The NPDB only reports medical malpractice lawsuits that end favorably for plaintiffs. This is “cherry picking.” Because those not reported end favorably for the defendant, they must have no merit. If they have no merit, they must be frivolous. Since they are filed, they must be represented. So much for believing that no frivolous claims are represented.
Anticipating this contradiction, according to these attorneys, these 5,560 lawsuits are meritorious but do not prevail. Very few, if any, are frivolous. Whatever the number of frivolous claims may be, it is so trivial that it is essentially insignificant.
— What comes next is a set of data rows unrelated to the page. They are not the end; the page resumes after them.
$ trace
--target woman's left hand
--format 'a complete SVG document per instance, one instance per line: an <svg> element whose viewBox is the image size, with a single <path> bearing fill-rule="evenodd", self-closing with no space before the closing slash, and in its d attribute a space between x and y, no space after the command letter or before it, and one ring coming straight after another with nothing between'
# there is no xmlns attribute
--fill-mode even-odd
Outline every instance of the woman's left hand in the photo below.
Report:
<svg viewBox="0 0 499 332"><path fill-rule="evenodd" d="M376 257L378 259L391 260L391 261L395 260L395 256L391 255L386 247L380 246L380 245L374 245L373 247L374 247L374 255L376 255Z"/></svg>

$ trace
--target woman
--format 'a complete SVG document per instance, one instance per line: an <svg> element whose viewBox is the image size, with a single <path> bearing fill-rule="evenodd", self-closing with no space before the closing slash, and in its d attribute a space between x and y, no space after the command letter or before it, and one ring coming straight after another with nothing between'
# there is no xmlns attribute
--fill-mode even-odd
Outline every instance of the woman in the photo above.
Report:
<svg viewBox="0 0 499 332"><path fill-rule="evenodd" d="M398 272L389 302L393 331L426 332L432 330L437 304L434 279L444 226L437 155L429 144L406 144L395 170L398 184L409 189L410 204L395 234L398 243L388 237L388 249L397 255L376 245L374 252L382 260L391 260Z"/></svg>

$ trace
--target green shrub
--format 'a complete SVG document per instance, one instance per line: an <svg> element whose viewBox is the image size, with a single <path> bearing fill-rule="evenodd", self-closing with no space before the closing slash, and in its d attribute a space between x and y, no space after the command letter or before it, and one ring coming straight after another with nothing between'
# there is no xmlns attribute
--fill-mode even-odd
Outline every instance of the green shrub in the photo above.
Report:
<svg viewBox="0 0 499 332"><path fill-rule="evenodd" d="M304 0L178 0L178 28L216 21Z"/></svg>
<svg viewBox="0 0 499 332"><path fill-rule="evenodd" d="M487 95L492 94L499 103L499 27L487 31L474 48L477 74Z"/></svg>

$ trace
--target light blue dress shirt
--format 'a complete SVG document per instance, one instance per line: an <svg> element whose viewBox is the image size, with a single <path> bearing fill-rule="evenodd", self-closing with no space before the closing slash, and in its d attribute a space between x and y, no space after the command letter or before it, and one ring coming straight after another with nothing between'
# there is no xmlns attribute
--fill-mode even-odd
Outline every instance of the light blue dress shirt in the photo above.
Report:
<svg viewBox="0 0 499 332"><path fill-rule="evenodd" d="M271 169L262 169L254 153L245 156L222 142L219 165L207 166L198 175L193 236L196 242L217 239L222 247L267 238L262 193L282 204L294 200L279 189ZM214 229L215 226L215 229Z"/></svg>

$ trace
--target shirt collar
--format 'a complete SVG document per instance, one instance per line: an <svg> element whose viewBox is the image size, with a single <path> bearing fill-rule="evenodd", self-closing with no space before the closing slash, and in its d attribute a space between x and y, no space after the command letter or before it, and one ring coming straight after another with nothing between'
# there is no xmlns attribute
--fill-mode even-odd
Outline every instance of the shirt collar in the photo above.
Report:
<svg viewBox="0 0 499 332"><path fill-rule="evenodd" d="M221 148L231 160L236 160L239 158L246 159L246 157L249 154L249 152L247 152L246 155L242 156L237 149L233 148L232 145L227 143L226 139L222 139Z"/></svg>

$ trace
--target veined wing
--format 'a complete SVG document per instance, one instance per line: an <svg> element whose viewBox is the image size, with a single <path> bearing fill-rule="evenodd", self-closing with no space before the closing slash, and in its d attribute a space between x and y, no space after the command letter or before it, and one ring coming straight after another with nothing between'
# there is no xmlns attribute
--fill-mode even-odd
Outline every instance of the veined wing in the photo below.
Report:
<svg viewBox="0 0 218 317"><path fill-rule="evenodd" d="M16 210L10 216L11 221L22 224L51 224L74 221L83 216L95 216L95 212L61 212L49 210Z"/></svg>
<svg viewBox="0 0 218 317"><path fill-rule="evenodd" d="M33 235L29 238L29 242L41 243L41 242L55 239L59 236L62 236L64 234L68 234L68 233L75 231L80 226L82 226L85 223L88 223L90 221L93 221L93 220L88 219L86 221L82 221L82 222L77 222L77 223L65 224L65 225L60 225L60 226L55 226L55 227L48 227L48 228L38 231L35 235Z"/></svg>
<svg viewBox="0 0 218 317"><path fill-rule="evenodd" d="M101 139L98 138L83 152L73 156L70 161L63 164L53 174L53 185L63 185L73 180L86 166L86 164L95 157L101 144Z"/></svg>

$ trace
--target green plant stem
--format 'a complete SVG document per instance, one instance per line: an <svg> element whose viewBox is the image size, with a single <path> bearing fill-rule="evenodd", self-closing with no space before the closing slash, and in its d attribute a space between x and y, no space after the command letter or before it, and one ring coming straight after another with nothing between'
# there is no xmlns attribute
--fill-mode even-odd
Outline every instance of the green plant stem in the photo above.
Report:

However, according to the AMA, cases reported by the NPDB represent 33.3 percent of all malpractice lawsuits; 66.6 percent are not reported. If 33.3 percent of cases are reported and represent only 11,440 lawsuits, when doing the math, there are 35,000 medical malpractice lawsuits filed per year. This is double the number these attorneys claim. Now, 23,560 medical malpractice claims are not reported. If there are frivolous claims among these 23,560 lawsuits, all are represented. Using these attorneys’ logic, this time, whatever the number of frivolous claims may be, it is no longer trivial or insignificant.
In addition, according to another source, 85,000 lawsuits are for medical malpractice, which is a five-fold increase over the 17,000 these attorneys claim. In 2022, the NPDB receives 66,000 claims and reports 22,000 of them.
Two facts emerge. First, the true number of medical malpractice lawsuits is unknown but it is greater than 17,000. Second, a claim that “no frivolous medical malpractice lawsuits are represented by plaintiff attorneys” is completely fabricated, as is the claim that none end favorably for the plaintiff. Claiming otherwise is patently absurd.
That being said, I know that my personal background risk as an OB/GYN is 10 percent/year, which corresponds to one lawsuit every 8.5 years. I know that, when sued in the past, the lawsuits have no merit.
In 2000, I decide to do something. At the very least, I can prove that a lawsuit is frivolous. When I do, a settlement is off the table, which, potentially, increases expenses for plaintiff attorneys. Conversely, if I prove that a lawsuit is meritorious, I will expediently and appropriately settle the case, which decreases expenses for the malpractice carrier. In both circumstances, I am best served.
Hence, I develop a decision-making method, based on hypothesis testing, which I call “CCC+C,” after its four principal functions: collate, compare, calculate, and certify.
When next sued, I use CCC+C and find no merit. In a conference prior to answering the complaint, I express my intention to the assigned defense counsel with the instruction that my intention is communicated to the plaintiff attorney. It is, and I am dismissed with prejudice within days after the response to the complaint is submitted.
If this works for me, it should work for any doctor.
Howard Smith is an obstetrics-gynecology physician.